Not long after he was elected president, Barack Obama arranged what senior U.S. officials called "Terror Tuesdays".
On the agenda were "kill lists" - names of individuals whose perceived threat to America's security made them targets for assassination by unmanned drone attacks in Pakistan, Yemen, and Somalia.
The kill lists, scrutinized personally by Obama at the weekly meetings, were soon expanded to become what U.S. journalist Jeremy Scahill, author of Dirty Wars, calls a form of "pre-crime" justice where individuals are considered fair game if they met certain life patterns of suspected terrorists.
Unidentified individuals, described as "military aged-males", would be targeted if they were at a certain place at certain times.
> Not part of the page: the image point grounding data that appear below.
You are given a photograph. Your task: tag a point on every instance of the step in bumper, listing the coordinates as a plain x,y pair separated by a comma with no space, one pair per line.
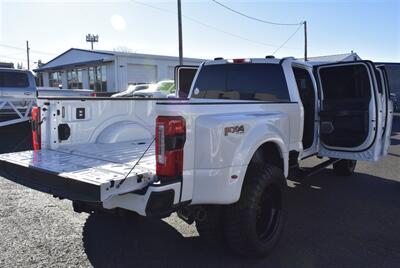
49,182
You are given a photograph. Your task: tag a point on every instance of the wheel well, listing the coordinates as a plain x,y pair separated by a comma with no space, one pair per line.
270,153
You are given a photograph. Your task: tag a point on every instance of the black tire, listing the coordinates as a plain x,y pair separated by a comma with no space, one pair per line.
209,226
345,167
254,224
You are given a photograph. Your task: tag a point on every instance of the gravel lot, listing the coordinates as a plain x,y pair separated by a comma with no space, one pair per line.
333,222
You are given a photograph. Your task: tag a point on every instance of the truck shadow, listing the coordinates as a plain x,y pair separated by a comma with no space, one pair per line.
333,222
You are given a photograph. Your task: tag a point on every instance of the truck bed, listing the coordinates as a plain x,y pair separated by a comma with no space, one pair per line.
87,172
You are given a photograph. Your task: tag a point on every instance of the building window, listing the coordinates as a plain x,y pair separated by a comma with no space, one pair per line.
98,78
74,78
55,79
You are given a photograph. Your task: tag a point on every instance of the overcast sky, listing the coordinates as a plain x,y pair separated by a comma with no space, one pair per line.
370,28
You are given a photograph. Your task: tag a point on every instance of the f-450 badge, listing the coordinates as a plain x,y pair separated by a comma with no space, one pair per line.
234,130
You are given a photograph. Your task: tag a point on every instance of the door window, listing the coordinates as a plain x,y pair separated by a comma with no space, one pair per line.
345,115
307,94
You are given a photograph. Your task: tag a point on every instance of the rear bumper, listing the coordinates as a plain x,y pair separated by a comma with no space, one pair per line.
50,183
156,199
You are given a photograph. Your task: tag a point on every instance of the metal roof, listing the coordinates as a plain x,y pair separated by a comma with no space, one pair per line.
338,57
75,57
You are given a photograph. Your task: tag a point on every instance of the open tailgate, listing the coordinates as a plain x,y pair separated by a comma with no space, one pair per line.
88,172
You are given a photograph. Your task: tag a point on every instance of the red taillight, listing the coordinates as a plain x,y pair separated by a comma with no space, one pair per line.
36,128
170,138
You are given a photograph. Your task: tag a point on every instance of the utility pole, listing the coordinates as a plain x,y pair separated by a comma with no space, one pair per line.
180,33
27,52
305,40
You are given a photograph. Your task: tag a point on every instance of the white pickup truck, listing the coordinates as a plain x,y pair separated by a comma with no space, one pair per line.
220,158
18,94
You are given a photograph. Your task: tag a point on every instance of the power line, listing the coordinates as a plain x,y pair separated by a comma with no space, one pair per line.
212,27
287,40
256,19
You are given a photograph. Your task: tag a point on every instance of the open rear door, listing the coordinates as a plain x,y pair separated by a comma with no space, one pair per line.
184,76
387,106
351,114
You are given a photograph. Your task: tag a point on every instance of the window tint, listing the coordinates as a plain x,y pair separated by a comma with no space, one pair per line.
186,77
393,74
14,79
379,81
249,81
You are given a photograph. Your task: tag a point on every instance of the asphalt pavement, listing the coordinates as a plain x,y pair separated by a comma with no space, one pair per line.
333,222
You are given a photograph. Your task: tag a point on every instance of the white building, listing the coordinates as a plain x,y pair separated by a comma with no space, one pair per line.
352,56
107,71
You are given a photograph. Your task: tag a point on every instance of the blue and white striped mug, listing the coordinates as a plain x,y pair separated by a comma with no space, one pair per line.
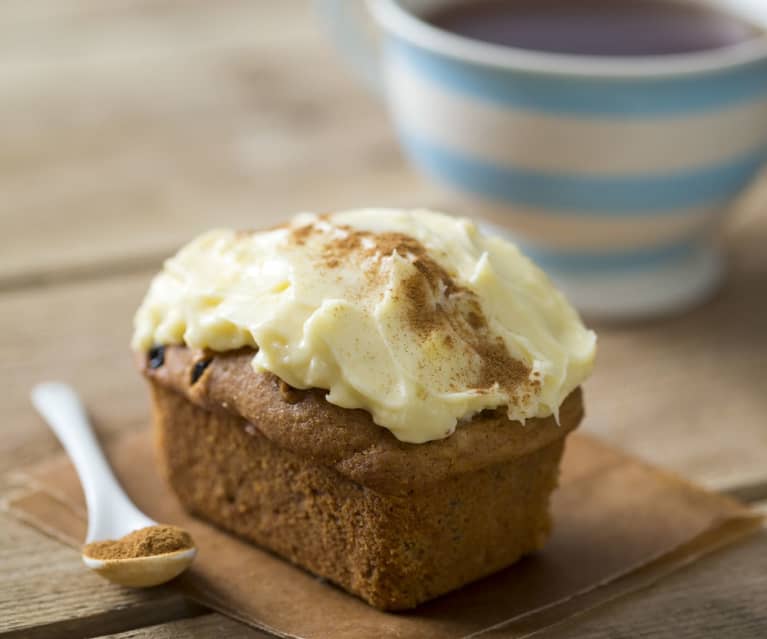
614,174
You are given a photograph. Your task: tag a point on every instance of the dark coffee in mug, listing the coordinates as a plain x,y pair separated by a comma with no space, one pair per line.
596,27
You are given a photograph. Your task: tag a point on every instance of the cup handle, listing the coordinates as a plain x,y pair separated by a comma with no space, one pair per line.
350,25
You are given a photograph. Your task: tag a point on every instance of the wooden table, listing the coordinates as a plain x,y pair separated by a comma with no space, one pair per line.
128,126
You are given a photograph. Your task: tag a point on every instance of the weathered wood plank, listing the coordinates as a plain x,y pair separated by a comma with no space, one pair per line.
76,333
205,627
47,592
725,595
688,392
125,132
685,393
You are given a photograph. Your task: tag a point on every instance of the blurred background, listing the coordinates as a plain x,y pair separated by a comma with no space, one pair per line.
129,126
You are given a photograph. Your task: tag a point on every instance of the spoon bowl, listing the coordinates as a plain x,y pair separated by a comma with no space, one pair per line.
143,572
111,514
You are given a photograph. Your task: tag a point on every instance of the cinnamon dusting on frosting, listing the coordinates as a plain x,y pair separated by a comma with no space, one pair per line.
433,301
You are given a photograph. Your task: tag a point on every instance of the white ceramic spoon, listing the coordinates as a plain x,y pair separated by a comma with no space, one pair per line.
111,514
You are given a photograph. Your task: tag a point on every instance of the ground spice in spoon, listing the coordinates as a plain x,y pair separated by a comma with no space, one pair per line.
144,542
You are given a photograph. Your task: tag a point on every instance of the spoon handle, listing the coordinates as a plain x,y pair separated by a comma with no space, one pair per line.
110,512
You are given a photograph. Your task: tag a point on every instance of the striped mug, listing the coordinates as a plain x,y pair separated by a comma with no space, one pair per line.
614,174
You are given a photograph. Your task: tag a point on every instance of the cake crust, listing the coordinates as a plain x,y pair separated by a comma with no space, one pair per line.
348,441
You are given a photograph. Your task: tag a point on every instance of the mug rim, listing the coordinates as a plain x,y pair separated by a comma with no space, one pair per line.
394,18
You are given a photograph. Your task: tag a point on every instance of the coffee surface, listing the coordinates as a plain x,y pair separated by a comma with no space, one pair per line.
596,27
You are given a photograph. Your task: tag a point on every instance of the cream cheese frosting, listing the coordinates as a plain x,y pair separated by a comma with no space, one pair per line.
413,316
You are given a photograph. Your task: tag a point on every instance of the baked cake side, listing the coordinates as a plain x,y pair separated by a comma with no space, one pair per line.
392,551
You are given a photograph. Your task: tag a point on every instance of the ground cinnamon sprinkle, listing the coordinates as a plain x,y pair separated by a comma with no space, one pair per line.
145,542
433,300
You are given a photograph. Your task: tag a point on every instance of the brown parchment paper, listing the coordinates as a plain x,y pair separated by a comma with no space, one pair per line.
619,524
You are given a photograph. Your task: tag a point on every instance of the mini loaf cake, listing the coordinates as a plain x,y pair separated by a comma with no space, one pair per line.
381,397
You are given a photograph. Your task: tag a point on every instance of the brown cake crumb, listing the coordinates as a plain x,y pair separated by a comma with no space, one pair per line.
144,542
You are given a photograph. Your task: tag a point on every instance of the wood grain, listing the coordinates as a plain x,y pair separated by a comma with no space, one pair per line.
684,393
129,126
210,625
47,592
723,596
128,130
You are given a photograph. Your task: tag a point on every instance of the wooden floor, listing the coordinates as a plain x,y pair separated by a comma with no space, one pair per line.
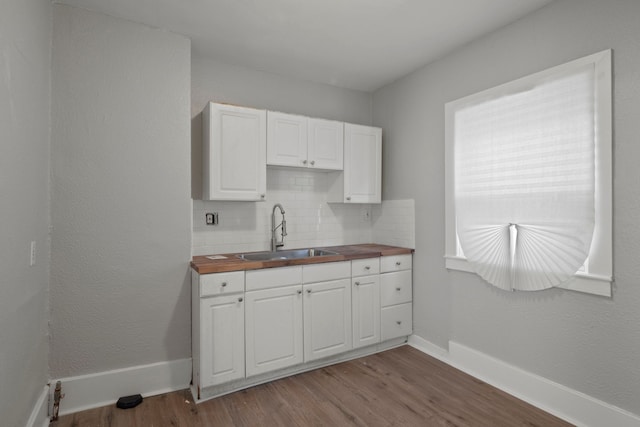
399,387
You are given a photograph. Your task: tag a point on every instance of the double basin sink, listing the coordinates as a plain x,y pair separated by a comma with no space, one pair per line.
285,255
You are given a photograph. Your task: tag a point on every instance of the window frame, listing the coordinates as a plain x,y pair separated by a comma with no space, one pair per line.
596,277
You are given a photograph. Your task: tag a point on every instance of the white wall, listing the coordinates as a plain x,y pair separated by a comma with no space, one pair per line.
25,32
311,221
121,212
585,342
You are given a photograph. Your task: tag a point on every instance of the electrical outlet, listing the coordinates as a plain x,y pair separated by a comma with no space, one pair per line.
32,260
211,218
366,214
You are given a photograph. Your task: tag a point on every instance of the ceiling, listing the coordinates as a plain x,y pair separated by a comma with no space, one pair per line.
356,44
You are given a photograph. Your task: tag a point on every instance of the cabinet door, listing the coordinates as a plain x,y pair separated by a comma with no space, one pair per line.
327,319
362,164
273,329
234,153
222,339
366,310
396,321
326,144
286,139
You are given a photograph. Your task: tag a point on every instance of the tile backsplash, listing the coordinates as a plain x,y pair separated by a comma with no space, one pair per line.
311,221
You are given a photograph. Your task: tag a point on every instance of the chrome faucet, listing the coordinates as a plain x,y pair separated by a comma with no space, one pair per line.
283,228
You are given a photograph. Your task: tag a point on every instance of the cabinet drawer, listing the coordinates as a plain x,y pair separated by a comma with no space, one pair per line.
221,283
396,321
365,267
273,278
328,271
395,288
395,263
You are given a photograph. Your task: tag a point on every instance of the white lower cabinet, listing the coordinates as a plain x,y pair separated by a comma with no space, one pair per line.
273,329
366,310
327,319
222,337
248,323
396,321
217,328
396,292
365,289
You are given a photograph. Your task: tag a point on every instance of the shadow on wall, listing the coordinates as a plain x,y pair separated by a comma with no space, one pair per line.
180,323
196,157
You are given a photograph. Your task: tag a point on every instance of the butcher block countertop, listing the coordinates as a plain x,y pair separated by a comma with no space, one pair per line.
230,262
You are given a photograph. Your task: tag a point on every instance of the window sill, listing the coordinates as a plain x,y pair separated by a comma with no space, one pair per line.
582,282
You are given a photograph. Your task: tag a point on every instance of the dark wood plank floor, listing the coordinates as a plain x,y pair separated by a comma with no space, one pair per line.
399,387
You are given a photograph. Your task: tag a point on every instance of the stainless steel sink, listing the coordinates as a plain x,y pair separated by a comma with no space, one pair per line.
288,254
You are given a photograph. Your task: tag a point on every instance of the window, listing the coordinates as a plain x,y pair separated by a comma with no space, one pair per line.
528,180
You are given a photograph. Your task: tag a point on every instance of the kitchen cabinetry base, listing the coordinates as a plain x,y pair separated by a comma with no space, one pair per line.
203,394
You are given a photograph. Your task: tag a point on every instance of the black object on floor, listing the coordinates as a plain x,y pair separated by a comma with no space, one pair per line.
127,402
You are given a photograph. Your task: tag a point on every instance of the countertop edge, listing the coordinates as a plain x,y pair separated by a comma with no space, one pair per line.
203,265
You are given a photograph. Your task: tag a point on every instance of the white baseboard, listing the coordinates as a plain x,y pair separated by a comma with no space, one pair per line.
104,388
40,414
561,401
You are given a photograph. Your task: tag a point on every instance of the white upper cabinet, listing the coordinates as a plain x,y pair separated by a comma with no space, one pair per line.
361,181
299,141
234,153
326,144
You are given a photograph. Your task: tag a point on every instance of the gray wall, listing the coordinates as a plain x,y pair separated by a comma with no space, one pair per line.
25,32
121,212
585,342
216,81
These are considered legitimate targets in "signature strikes".
How Obama embraced the hawks and the unaccountable and secretive Joint Special Operations Command (JSOC) left behind by the Bush administration is powerfully documented in Dirty Wars, published in Britain by Serpent's Tail this week.
"One of the enduring legacies of Obama's presidency is how he has normalized assassination as a central component of what is called America's national security policy", Scahill told me.
It has been easier for a Nobel Peace prize winning liberal Democrat to get away with drone strikes, prosecuting and persecuting whistleblowers, keeping Congress in the dark, than a Republican hawk, Scahill suggests.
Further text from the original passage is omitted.